Widespread antibiotic use has resulted in increased frequency of clinically important bacteria acquiring single or multiple antibiotic resistance.^{1, 2} Even antibiotic therapies for relatively trivial afflictions, such as acne,³ have promoted development of microbial antibiotic resistance. The availability of non-prescription antibiotics in some areas has also resulted in improper and/or irrational self-medication, further exacerbating this problem.^{4, 5} New antibacterial agents with broad-spectrum impact against both Gram-positive⁶ and Gram-negative⁷ species, as well as against drug-resistant strains such as methicillin-resistant Staphylococcus aureus⁸ are needed for wound care and to treat topical and dermatological infections.⁹ A chance observation in our laboratory revealed that creatinine (CRN; creatinine hydrochloride, CRN-HCl) halted the growth of bacteria on nutrient agar plates. CRN is the naturally occurring breakdown product of creatine phosphate, a high-energy molecule used to store and then donate, a high-energy phosphate to ADP for the synthesis of ATP in metabolism. Occurring normally in human blood at concentrations ranging approximately between 50–100 μM and in urine at slightly higher levels, CRN is accepted to be a naturally produced inert waste product with no active function,¹⁰ although a recently published study has challenged this dogma.¹¹ We characterized the ability of CRN-HCl to inhibit the growth of a wide array of bacterial species, including methicillin-resistant Staphylococcus aureus.

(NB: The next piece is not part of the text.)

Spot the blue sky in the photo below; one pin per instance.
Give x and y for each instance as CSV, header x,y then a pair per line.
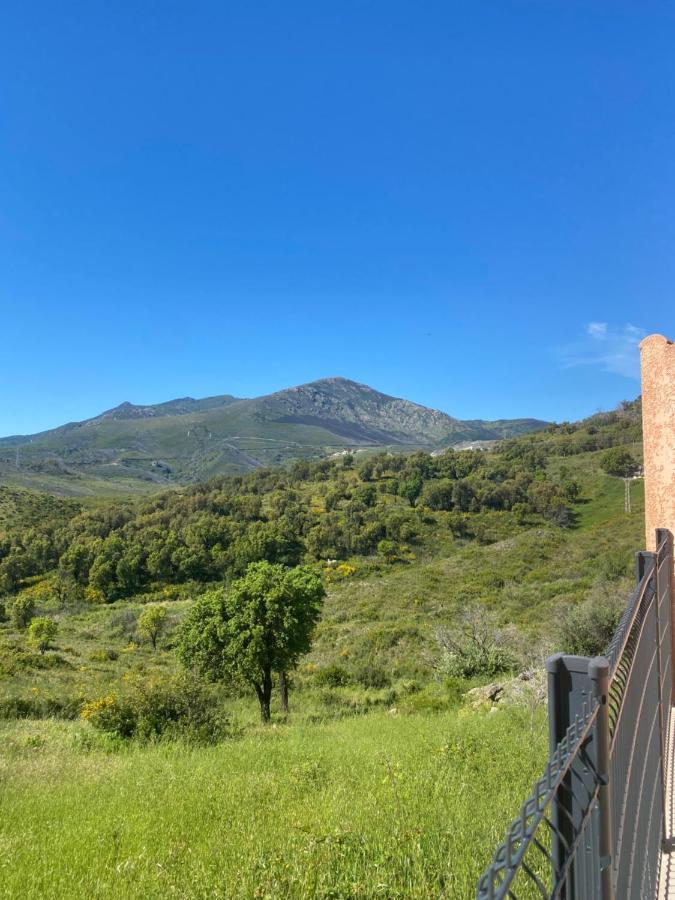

Drug-resistant bacterial strains and other bacterial species were assayed for sensitivity to inhibition of replication by CRN-HCl using a disc diffusion assay. Assays were performed as described¹² with the following modifications. Twenty-five microliters of 2 M CRN-HCl in water was added to 30 mg of a powdered carrier (Eridex; Cargill Inc., Cedar Rapids, IA, USA) and stirred into a thickened slurry in order to apply the maximum amount of CRN-HCl on the disc. Fifty microliters of the slurry containing 5 mg CRN-HCl were applied to 6 mm diameter sterile dry paper discs (Whatman no. 3 filter paper; Whatman, Piscataway, NJ, USA) that were then inverted onto LBG agar plates containing test bacteria. The LBG agar plates were prepared 15 min before use by spreading the test bacteria (diluted in phosphate-buffered saline to 1–5 × 10⁵ c.f.u. ml⁻¹ from overnight cultures) to the plate with a sterile cotton swab. The plates with discs were incubated for 15 h at the temperature appropriate for the particular bacterial species. Clear zones around the discs, indicative of growth inhibition, were measured. As a point of comparison, gentamicin-impregnated discs (GM-10; Becton Dickinson) were tested. For all bacteria but drug-resistant and anaerobic bacteria, for which assays were repeated twice, discs were tested in triplicate on two different days and zones of inhibition were recorded as the average of these six measurements. Variation was ⩽2 mm. Results for the diverse bacterial species assayed using this approach are shown in Table 1. All bacteria tested in this manner, including drug-resistant strains, were inhibited by CRN-HCl with a range of zone sizes between 16–40 mm.